I was pained and enraged by news of yet another queer person brutally murdered in Greece. In the seven years I’ve lived here, there have been at least two others. Zak Kostopoulos, a Greek-American LGBTQIA+ activist, was killed in broad daylight, beaten by civilians and police on a busy street in central Athens in 2018. Another transgender woman, Dimitris or Dimitra Kalogiannis of Lesvos, was struck by a hit-and-run driver in 2021.

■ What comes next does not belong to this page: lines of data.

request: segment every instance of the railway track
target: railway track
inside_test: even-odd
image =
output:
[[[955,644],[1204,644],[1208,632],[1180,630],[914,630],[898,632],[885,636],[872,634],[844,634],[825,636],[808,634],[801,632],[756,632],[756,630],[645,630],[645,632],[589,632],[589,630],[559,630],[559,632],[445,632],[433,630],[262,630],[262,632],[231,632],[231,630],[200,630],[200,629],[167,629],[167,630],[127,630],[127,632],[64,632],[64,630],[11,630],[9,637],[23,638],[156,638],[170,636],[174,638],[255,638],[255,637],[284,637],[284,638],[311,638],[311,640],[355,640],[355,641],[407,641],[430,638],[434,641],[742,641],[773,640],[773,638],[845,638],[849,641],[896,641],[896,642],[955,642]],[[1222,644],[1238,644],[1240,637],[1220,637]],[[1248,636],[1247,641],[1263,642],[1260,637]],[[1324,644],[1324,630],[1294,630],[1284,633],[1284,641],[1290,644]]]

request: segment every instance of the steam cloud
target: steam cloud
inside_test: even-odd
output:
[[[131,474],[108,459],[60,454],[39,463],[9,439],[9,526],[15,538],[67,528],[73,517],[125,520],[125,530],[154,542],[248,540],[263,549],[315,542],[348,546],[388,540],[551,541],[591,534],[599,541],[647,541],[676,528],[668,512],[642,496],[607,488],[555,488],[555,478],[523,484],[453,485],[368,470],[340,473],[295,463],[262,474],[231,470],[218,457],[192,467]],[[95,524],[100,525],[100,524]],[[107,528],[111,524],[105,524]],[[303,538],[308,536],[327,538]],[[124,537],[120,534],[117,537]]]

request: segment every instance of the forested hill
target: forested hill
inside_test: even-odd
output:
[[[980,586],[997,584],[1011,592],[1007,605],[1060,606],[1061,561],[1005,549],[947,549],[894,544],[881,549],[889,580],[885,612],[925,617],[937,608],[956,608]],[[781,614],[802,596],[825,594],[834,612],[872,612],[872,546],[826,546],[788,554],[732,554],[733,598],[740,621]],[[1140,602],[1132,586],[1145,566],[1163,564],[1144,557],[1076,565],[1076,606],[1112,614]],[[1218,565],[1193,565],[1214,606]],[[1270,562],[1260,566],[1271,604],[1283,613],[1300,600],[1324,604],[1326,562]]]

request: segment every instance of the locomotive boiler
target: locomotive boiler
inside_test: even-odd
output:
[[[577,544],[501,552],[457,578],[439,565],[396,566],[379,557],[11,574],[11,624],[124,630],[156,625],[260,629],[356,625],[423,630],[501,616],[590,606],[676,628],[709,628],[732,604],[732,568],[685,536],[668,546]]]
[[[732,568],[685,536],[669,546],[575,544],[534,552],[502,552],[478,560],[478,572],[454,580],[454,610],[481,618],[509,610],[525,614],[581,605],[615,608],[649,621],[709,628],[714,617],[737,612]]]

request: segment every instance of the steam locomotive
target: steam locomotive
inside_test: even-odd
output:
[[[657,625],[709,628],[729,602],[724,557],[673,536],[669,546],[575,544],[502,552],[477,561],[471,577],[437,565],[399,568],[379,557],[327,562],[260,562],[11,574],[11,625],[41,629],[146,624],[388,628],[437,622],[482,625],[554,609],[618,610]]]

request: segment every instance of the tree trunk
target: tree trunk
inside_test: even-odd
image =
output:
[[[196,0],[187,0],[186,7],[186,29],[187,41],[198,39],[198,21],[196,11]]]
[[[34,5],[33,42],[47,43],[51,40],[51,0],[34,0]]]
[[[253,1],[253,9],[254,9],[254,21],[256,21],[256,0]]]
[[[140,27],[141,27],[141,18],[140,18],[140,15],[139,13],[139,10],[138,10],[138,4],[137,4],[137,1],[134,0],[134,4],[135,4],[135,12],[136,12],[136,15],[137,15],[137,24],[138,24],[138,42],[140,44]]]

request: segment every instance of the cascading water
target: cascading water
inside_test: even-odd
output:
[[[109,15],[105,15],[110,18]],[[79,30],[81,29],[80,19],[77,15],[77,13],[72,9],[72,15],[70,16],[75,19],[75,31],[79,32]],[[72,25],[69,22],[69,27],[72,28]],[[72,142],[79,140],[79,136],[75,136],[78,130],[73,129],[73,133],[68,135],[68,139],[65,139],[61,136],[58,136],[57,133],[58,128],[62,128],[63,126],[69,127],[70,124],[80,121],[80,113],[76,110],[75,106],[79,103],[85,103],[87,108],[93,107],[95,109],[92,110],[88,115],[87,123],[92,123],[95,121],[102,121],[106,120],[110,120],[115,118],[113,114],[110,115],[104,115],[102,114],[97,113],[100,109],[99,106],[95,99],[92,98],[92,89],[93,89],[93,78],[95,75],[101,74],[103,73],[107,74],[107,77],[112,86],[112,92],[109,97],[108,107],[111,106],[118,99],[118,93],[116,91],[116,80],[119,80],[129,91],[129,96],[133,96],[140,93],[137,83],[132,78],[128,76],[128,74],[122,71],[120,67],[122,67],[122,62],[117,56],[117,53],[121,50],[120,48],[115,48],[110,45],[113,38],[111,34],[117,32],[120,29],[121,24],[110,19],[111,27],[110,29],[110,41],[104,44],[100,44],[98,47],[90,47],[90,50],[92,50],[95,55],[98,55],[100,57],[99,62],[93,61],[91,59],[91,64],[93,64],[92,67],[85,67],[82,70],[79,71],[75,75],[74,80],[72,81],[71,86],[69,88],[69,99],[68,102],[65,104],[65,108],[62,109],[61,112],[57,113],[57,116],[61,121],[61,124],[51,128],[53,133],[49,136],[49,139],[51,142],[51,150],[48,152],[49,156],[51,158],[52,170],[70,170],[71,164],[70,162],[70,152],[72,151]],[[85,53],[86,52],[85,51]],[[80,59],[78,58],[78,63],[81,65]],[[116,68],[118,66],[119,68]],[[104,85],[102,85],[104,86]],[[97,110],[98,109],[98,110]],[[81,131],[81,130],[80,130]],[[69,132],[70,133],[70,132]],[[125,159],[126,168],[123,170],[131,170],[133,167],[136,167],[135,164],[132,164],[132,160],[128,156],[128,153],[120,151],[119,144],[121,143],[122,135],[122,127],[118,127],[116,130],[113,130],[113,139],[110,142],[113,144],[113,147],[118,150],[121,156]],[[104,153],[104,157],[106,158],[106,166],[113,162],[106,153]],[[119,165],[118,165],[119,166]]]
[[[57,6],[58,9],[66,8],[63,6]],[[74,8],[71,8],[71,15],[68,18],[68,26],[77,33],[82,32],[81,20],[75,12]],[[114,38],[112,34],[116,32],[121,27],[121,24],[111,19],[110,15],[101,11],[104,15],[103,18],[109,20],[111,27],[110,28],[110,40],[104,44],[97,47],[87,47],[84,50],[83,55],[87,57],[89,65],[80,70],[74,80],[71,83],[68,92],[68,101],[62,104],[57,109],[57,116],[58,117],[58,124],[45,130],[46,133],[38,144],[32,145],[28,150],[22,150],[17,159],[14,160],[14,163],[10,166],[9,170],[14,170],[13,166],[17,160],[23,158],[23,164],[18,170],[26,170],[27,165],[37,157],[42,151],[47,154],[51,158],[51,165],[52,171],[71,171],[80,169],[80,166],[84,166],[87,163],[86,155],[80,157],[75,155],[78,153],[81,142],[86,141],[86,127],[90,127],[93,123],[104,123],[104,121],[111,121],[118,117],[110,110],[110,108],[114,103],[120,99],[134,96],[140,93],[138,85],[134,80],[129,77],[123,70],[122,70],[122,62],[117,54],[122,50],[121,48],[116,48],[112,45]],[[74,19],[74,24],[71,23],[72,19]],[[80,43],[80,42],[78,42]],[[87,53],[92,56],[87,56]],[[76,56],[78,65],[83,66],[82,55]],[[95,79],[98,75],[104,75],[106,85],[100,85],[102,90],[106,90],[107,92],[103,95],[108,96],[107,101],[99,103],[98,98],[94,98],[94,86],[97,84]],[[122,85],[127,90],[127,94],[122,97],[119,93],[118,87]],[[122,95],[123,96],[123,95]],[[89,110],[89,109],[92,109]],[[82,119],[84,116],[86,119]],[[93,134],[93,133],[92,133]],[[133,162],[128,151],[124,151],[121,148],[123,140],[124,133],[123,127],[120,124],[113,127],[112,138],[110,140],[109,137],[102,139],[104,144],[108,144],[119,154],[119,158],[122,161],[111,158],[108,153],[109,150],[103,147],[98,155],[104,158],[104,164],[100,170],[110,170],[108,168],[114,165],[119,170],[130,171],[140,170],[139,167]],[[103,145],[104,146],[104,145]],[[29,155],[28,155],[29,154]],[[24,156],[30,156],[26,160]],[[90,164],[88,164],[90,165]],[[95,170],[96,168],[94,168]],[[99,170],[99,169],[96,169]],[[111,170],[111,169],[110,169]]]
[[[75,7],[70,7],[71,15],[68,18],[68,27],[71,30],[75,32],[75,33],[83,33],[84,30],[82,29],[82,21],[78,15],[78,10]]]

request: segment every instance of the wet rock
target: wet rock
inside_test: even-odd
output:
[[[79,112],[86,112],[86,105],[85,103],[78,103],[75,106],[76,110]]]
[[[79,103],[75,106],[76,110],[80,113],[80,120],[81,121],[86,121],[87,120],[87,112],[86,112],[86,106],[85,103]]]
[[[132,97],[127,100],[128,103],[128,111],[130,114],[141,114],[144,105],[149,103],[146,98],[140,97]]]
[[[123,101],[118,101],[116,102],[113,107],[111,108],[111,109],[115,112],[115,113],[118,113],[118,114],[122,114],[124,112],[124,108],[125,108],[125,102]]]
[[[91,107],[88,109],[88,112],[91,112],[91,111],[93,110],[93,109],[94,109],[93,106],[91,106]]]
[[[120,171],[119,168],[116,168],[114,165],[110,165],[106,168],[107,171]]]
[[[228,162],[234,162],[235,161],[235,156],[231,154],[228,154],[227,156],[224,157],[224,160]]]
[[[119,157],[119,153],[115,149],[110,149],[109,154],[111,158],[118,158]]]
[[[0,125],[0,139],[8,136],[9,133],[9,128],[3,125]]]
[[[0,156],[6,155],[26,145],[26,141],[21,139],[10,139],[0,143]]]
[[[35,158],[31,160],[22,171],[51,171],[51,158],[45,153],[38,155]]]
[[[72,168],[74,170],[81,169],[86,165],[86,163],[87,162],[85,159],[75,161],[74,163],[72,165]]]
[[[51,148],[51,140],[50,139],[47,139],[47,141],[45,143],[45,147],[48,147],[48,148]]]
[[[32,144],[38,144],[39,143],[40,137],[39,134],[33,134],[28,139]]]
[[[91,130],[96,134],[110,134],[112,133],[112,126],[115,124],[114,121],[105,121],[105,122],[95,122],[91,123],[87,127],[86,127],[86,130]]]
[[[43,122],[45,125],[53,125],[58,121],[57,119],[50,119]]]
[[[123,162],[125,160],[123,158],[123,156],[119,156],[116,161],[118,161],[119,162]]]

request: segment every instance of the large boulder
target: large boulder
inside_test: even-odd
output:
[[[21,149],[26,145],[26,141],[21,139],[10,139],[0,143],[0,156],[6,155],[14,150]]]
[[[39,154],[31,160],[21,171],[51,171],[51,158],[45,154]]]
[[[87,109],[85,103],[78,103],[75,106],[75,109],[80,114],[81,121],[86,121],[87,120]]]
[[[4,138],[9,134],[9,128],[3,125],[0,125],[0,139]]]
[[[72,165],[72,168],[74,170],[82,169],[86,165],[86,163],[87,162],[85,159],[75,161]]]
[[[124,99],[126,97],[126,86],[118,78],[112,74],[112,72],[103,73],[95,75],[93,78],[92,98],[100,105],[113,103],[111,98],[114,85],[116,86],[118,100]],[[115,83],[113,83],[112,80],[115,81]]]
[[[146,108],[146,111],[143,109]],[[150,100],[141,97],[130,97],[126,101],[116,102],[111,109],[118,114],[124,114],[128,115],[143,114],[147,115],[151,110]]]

News of Anna’s death spread quickly over social media, shared and reposted by gay friends in Athens, queer-friendly Greek organizations like the Onassis Stegi and then by the Heraklion Initiative for a Self-Organized Pride, the assembly responsible for planning the Cretan capital’s three-day festival of gender, body and sexuality. The organizers, mostly leftist and anarchist LGBTQIA+ university students and young people, called for a rally in Heraklion’s central Lion Square the next day. “We were all shocked at the news of her murder,” the group wrote in a Facebook post, “not because we believe that femicide, homotransphobia and racism are not everyday life in Greece, but because we categorically refuse to get used to it.”
Anna performed regularly at Koukles, a popular drag venue in Athens. The 46-year-old dancer came to Heraklion Pride in 2018 to represent her group “LGBTQIA+ Refugees Welcome.” She was a “pleasant person, always smiling and quite helpful,” one of the organizers told me. “During a show with local drag queens, Anna got on stage and started dancing completely spontaneously.”
When I arrived at Lion Square the following evening, the Pride assembly and its supporters were sitting on the steps of the municipal library, handing out fliers to passersby. Many of them were dressed in black with tattoos or piercings, their hair partly shaved or bleached. Across the library entrance, they had taped a baby-blue, pink and white trans flag and a poster that read, “Anna’s blood is on our society’s hands.”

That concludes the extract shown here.